Segundo esta responsável, as interações e o desenvolvimento das empresas da região Centro de Portugal poderão ser impactadas com essa decisão.
“As empresas do Centro de Portugal, em especial as PME, poderão beneficiar com o acesso a um mercado de cerca de 700 milhões de consumidores, abrindo novas oportunidades de exportação para produtos de valor acrescentado e diferenciados”, ressaltou, reconhecendo que, “ao mesmo tempo, é expetável maior concorrência de produtos oriundos do Mercosul, o que reforça a necessidade de apostar em inovação, diferenciação pela qualidade e valorização das indicações geográficas protegidas”.
Ainda na opinião de Christelle Domingos, “entidades como a Inovcluster têm um papel determinante neste processo”.
“Cabe-nos apoiar as empresas na adaptação às novas exigências regulatórias, no reforço da sua competitividade e na promoção dos seus produtos em mercados internacionais.

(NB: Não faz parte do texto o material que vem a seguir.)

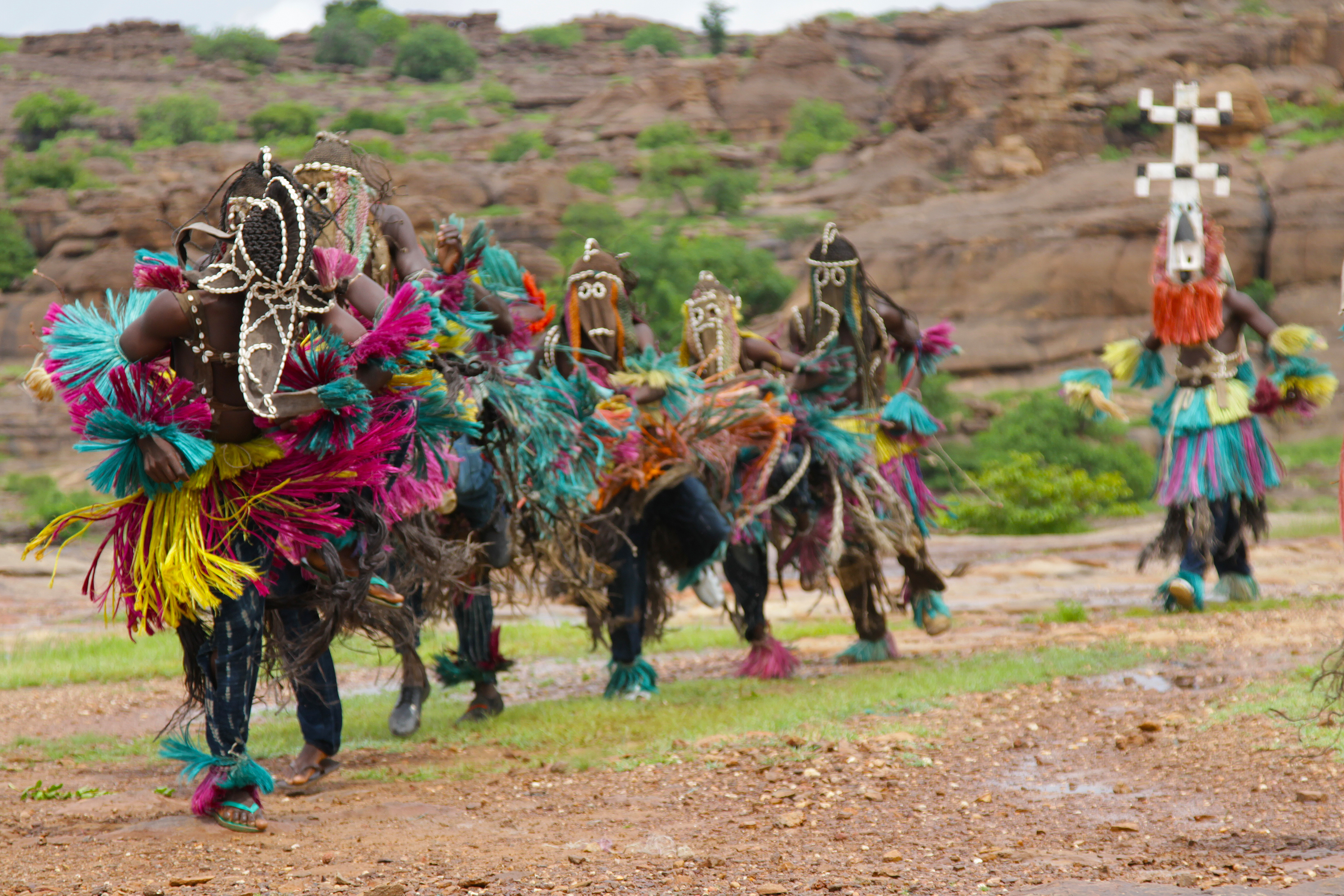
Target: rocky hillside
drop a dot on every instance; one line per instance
(990, 181)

Através da articulação em rede, podemos dinamizar ações de capacitação e de internacionalização, apoiar na certificação e valorização de produtos com qualidade reconhecida, estabelecer pontes com potenciais parceiros e investidores nos países do Mercosul e garantir que os interesses e preocupações das PME da região Centro sejam transmitidas para as entidades competentes”, considerou.
“setor agroalimentar do Centro posicionado nesta nova geografia comercial”

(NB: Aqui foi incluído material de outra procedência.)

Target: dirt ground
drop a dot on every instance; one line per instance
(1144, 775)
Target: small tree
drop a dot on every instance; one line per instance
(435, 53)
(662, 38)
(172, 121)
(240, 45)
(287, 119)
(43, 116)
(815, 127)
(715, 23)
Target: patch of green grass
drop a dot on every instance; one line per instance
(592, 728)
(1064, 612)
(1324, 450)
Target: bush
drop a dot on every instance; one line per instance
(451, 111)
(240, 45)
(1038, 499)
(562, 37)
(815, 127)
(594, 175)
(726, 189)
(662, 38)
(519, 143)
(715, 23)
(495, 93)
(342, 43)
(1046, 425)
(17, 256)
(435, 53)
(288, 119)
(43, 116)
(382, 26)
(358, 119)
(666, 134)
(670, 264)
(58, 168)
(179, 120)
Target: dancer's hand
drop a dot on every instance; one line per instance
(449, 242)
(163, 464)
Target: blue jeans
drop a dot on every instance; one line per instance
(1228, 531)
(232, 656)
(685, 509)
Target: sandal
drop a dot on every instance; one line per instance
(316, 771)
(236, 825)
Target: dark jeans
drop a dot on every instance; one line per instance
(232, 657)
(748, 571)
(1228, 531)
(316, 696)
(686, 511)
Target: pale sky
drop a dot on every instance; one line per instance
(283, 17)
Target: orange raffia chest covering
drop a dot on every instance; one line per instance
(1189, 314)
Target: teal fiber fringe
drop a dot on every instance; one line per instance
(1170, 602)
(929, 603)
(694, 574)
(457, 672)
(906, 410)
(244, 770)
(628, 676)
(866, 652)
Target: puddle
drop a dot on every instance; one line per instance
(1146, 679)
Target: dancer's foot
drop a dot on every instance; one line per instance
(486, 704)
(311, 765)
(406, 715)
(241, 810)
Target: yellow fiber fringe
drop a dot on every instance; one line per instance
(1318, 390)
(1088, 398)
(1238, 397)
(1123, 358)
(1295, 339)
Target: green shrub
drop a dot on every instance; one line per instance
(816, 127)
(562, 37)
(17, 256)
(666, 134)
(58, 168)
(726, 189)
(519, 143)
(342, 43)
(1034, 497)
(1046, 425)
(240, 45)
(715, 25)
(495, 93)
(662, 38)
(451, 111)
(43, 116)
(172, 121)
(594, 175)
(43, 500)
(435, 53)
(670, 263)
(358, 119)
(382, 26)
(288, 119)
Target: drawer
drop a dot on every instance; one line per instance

Relativamente à internacionalização das empresas da região Centro de Portugal, bem como na atração de investimentos e oportunidades para o Interior, a InovCluster terá uma atuação importante, avaliam os seus responsáveis.

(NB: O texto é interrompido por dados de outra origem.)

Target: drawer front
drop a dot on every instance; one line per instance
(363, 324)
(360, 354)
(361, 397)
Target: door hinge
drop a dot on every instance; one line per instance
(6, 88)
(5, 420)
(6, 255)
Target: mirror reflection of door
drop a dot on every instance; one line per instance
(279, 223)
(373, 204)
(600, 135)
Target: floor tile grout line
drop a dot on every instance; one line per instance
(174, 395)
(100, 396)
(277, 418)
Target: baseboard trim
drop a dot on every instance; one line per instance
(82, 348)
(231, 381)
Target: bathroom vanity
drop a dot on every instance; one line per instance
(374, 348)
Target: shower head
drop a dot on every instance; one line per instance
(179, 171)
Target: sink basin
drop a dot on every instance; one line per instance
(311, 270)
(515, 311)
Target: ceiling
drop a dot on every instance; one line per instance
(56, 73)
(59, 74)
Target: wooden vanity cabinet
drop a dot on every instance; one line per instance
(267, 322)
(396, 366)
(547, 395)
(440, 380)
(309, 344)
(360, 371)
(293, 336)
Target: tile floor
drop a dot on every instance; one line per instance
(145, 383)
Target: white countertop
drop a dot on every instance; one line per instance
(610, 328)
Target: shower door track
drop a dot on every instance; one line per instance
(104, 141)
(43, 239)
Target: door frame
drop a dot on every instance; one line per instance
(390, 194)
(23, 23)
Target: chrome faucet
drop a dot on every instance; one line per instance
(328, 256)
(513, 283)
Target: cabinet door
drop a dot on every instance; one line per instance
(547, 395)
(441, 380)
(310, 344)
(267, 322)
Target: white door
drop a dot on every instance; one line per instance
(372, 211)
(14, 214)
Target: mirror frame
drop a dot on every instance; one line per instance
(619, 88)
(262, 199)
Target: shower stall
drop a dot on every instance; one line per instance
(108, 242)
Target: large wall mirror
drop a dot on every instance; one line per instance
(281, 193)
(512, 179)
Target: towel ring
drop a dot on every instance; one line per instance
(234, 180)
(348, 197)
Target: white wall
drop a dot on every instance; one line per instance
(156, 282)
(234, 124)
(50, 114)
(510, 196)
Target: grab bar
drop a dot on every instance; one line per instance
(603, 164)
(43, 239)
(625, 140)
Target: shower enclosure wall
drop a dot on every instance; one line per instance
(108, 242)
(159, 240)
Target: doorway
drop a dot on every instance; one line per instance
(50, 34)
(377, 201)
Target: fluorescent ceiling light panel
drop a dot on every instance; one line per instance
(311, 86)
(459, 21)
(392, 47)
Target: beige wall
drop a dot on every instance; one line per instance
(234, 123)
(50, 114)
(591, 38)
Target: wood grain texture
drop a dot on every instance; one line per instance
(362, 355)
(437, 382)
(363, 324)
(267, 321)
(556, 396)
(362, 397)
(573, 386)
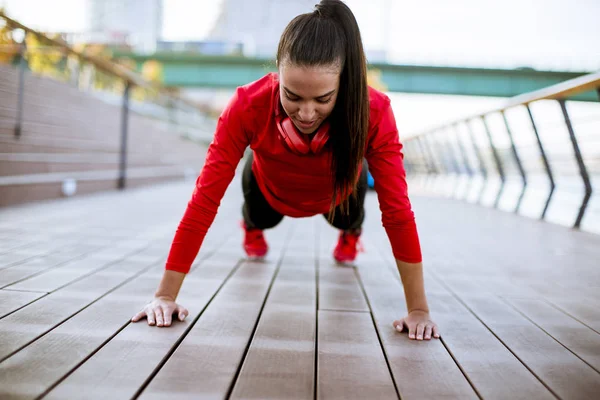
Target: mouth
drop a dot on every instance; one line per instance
(306, 125)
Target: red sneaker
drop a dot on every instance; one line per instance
(348, 246)
(255, 244)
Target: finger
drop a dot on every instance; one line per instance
(159, 316)
(167, 315)
(399, 325)
(412, 329)
(182, 313)
(150, 315)
(428, 329)
(420, 330)
(138, 316)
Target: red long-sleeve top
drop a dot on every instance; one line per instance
(294, 185)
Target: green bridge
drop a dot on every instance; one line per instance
(201, 71)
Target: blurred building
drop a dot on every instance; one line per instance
(257, 24)
(134, 22)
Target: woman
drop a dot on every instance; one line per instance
(309, 127)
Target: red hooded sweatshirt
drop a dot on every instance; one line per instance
(294, 185)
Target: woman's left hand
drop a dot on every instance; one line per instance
(419, 325)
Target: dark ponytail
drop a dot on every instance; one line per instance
(330, 36)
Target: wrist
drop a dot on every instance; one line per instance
(424, 310)
(163, 296)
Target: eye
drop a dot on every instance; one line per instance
(287, 96)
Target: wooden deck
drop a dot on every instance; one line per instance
(518, 302)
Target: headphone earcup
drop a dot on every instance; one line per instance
(320, 139)
(291, 136)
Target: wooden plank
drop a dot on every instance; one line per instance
(351, 364)
(536, 349)
(280, 363)
(10, 300)
(489, 365)
(421, 369)
(29, 323)
(129, 357)
(53, 279)
(206, 362)
(38, 265)
(587, 313)
(338, 288)
(578, 338)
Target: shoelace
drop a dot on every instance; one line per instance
(359, 246)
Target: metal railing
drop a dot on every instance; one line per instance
(102, 78)
(539, 154)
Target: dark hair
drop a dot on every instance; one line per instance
(330, 35)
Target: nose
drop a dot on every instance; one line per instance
(307, 113)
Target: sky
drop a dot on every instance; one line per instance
(543, 34)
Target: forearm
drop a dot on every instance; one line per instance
(414, 286)
(170, 284)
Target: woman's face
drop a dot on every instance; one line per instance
(308, 94)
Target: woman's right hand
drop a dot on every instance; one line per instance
(159, 312)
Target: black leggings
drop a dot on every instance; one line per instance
(258, 213)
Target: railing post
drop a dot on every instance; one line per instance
(497, 160)
(124, 132)
(580, 163)
(480, 161)
(546, 162)
(463, 152)
(430, 167)
(465, 158)
(21, 93)
(517, 159)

“Esperamos que este acordo represente um verdadeiro incentivo para a internacionalização das PME da Região Centro, com maior visibilidade e acesso a mercados da América Latina. No que respeita à região do Centro de Portugal, este acordo pode abrir oportunidades concretas para atrair investimento externo, sobretudo ligado à transição verde, à inovação agroalimentar e às cadeias de valor sustentáveis. A Inovcluster poderá atuar como catalisador, promovendo o território como destino competitivo para investimento, fomentando sinergias entre empresas e academia e assegurando que o setor agroalimentar do Centro se posicione de forma estratégica na nova geografia comercial que o acordo desenha”, assegurou esta diretora executiva.
Fontes diplomáticas consideram que “este passo reforça o alcance estratégico da União Europeia, reduzindo a dependência de mercados como o chinês para recursos críticos, ao mesmo tempo que oferece ao Mercosul maior acesso a mercados sofisticados, com garantias ambientais e sanitárias prioritárias”.
Próximos passos
Segundo apurámos, o texto final, após revisão jurídica, será traduzido em todas as línguas oficiais da UE e submetido ao Conselho e ao Parlamento Europeu. Posteriormente, o pilar comercial poderá ser aplicado provisoriamente, enquanto o acordo completo requer ratificação de todos os Estados-Membros.
A expetativa é que o processo seja concluído ainda este ano, desde que “as salvaguardas e revisões sejam aceites e nenhum país bloqueie o caminho legislativo”.
“Este acordo retira o comércio do abstrato e estabelece uma ponte tangível entre normas rigorosas, como as cibernéticas, ambientais, sanitárias, e oportunidades reais de crescimento. Representa um pequeno passo para o Governo da UE e o Mercosul, mas potencialmente um gigante salto para a economia sustentável global”, defenderam essas mesmas fontes.